The authors of the study cited on Asian Elephants in our cattle aDNA paper above state something very interesting,
…ancient accounts indicate that live elephants roamed and were hunted in the Orontes Valley, the Upper Euphrates Valley and the Middle Euphrates Valley around modern Ana in Iraq, at least between the end of the 16th and 9th centuries BC, possibly into the 8th century BC (Breasted 1906–07; Gardiner 1964: 179, 201; Moorey 1994: 117; Scullard 1974: 28). The core of this region comprises the area of influence of the Mitanni Kingdom, the main local political player in LBA northern Syria…
The Mitanni were an Indo-Iranian, possibly Indo-Aryan elite ruling over the native Hurrian population in present day Syria in the mid 2nd millenium BCE. And we observe that Asian Elephants, most likely imported from the Indus civilization, only appear in the Near East during the 2nd millenium BC and in a geography that was under the political control of the Mitanni. Is this merely a co-incidence ?
A New Interaction Horizon in Middle Asia in the LBA ?
It is quite probable that with the collapse of the old Bronze Age empires all across the Near East and South Asia, this entire Middle Asian region entered into a new era of interaction which is archaeologically not so well-defined. The widespread Zebu admixture in the Near Eastern cattle along with the presence of Asian elephants as also the first attestations of the Indo-Europeans such as the Hittites & the Mitanni and the associated horse-drawn chariots are evidences of this new horizon.
But while the Zebu and the Asian Elephant came from South Asia, one may argue that the Hittites, Mitanni and the horse drawn chariot must surely come from the steppe.
Well, the strong correlation of the geography of the LBA ‘Syrian’ Elephant population with the boundaries of the Mitanni empire, does suggest some sort of interaction of the Mitanni with South Asia.
And if this is not all, we have now possibly a very strong evidence of the presence of chariots in South Asia which is as old and probably older than the Sintashta chariots in the steppe.

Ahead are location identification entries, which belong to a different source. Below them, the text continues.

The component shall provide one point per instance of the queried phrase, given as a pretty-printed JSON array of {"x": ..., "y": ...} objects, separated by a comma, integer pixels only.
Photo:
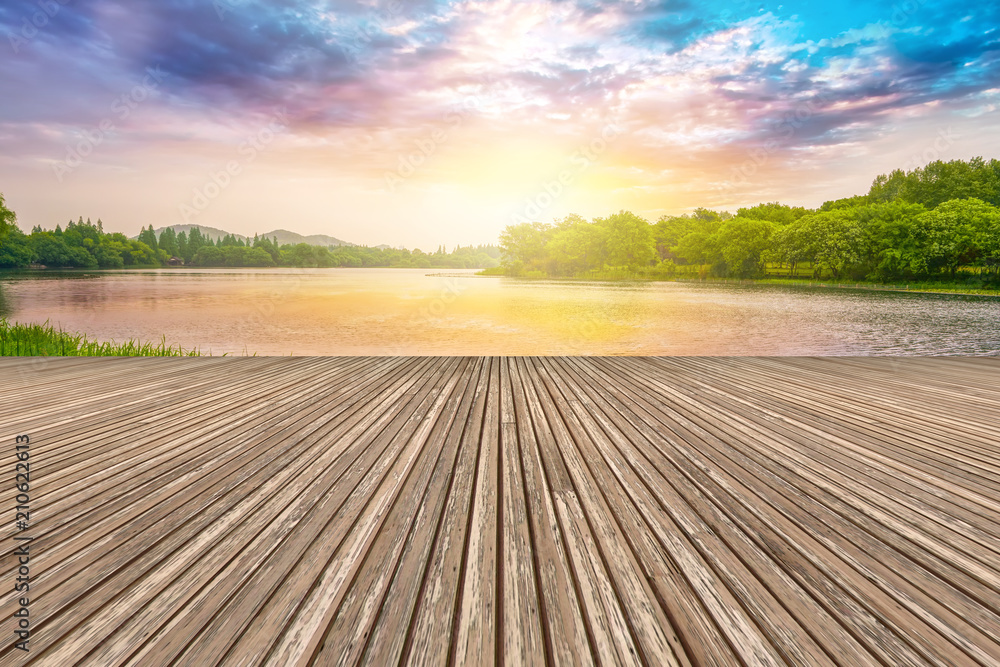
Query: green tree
[
  {"x": 8, "y": 219},
  {"x": 522, "y": 247},
  {"x": 629, "y": 241},
  {"x": 742, "y": 244}
]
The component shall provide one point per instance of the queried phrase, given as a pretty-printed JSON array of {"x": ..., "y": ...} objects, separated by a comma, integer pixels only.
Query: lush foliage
[
  {"x": 937, "y": 222},
  {"x": 42, "y": 340},
  {"x": 85, "y": 245}
]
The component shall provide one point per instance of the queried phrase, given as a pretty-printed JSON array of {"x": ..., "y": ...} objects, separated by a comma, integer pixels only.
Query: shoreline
[{"x": 777, "y": 282}]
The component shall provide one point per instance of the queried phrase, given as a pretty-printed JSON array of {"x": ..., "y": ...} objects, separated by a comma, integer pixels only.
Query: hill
[
  {"x": 208, "y": 232},
  {"x": 283, "y": 235}
]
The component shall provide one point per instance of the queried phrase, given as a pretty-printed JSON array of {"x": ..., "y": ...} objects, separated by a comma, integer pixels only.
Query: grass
[{"x": 43, "y": 340}]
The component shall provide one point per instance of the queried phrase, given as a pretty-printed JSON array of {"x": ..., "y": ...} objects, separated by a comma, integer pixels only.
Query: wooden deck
[{"x": 660, "y": 511}]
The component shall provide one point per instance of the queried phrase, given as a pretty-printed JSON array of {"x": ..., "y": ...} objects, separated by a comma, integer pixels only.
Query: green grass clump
[{"x": 42, "y": 340}]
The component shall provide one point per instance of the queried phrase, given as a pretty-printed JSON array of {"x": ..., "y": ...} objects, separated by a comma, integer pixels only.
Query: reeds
[{"x": 43, "y": 340}]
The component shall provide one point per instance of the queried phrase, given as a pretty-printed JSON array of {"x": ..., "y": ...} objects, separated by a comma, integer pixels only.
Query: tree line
[
  {"x": 929, "y": 223},
  {"x": 85, "y": 245}
]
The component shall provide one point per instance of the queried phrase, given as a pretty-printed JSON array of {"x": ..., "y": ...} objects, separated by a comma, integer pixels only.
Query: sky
[{"x": 430, "y": 122}]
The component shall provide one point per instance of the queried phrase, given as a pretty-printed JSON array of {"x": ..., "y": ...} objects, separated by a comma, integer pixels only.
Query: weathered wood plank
[{"x": 577, "y": 511}]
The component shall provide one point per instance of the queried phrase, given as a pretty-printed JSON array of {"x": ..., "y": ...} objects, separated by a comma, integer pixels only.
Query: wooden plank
[{"x": 509, "y": 510}]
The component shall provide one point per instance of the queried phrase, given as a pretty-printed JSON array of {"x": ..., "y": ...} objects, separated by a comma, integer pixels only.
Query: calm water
[{"x": 395, "y": 311}]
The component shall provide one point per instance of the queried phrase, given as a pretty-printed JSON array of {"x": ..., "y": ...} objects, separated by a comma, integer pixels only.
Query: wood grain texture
[{"x": 494, "y": 510}]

It maybe noted that before the discovery of the chariots in Sintashta which gave the steppe chariot the distinction of being the oldest known one, it has been argued for long that the invention of chariot is mostly likely in the Near East and not in the steppe due to several factors inimical for the use of chariots on the steppe. You can read more about it here.
The discovery of the Sanauli chariots is likely to revive that debate. Along with this, we also have the prospect of horse aDNA from the Mature Harappan Phase no less.
Genetic evidence of Horses in mature Harappan period. The findings will be published soon.
So could the appearance of the Zebu, the Asian elephant, the Buffalo as well as the Hittites & Mitanni and their horse drawn chariot in the 2nd millenium BC in the Near East have a common cause in their probable migration from South Asia after the Indus civilization collapse.